Continuing Questions On Incentives
The EEOC’s approach is broadly consistent with the ACA’s support for incentive-based wellness programs, but is not perfectly aligned with the ACA. For example, the ADA’s limit is more restrictive than the ACA’s because it applies to rewards for HRA completion, while the ACA’s does not. The ADA’s limit is less restrictive, however, in that the ADA’s limit applies only to programs involving disability-related inquiries or medical examinations, while the ACA’s limit applies to all health-contingent wellness programs. As a result, incentives awarded based on responses to questions about tobacco use are subject only to the ACA’s 50 percent limit, while those based on biometric testing results are subject to the ADA’s 30 percent limit as well.
Does it make sense to define voluntariness based on a limit chosen because it was deemed to be not too heavy a penalty in the context of insurance coverage? Perhaps, although note that incentives reaching the 30 percent limit (or even the previous 20 percent limit) would equal or exceed many employees’ contributions toward health insurance premiums, and the absolute amounts involved would seem large to many people. But even so, an exploration of the theoretical relationship between incentives and coercion yields little insight about where to draw the line.
In the preamble to the proposed rule, the EEOC asks whether it should instead tie limits to the ACA’s definition of insurance affordability, which in 2015 is set at 9.56 percent of employee household income. An individual-specific approach has some intuitive appeal, although it is not clear how it would be implemented. The rule’s brief discussion suggests that a medical exam would be deemed coercive if associated incentives would render coverage unaffordable.

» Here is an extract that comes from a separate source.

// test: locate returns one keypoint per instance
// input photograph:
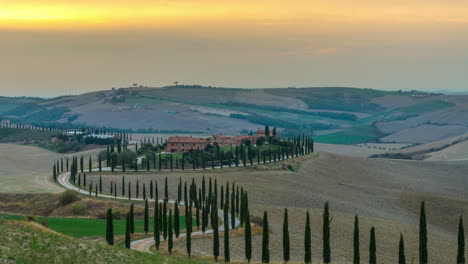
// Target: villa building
(185, 144)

But what are the implications of this approach? Would low-income employees be shielded from exam-related incentives structured as penalties, but nevertheless be eligible for rewards? If so, this is an odd result, given that penalties can be transformed into economically equivalent rewards. Or would low-income employees automatically be deemed to earn all incentives necessary to ensure affordability? A more theoretically appealing approach might be to base an entire incentive program on income, but employees might protest visible differentials in rewards and penalties.
Does it make sense to sweep biometric tests related to nicotine within the 30 percent limit? On one hand, the exam is as intrusive as any other involving the same procedure. On the other hand, one might argue that 50 percent does not surpass any obvious voluntariness threshold, and policy makers have repeatedly treated smoking differently from other health-related issues.
Examples include the differential ACA incentive limit; the ACA’s premium rules, which allow insurers to charge individuals 50 percent more for tobacco use but not for other health factors; and the aforementioned ACA affordability rules, which determine affordability based on rates charged to non-tobacco users, even for smokers who must pay more under wellness programs.
It is unclear how much impact the proposed rule’s incentive limits would have in the near future, as many current programs likely fall well below these limits. But the proposed incentive rule and other issues, including the ADA’s and GINA’s implications for wellness programs extending to family members, remain under discussion. The EEOC is accepting comments through June 19, 2015.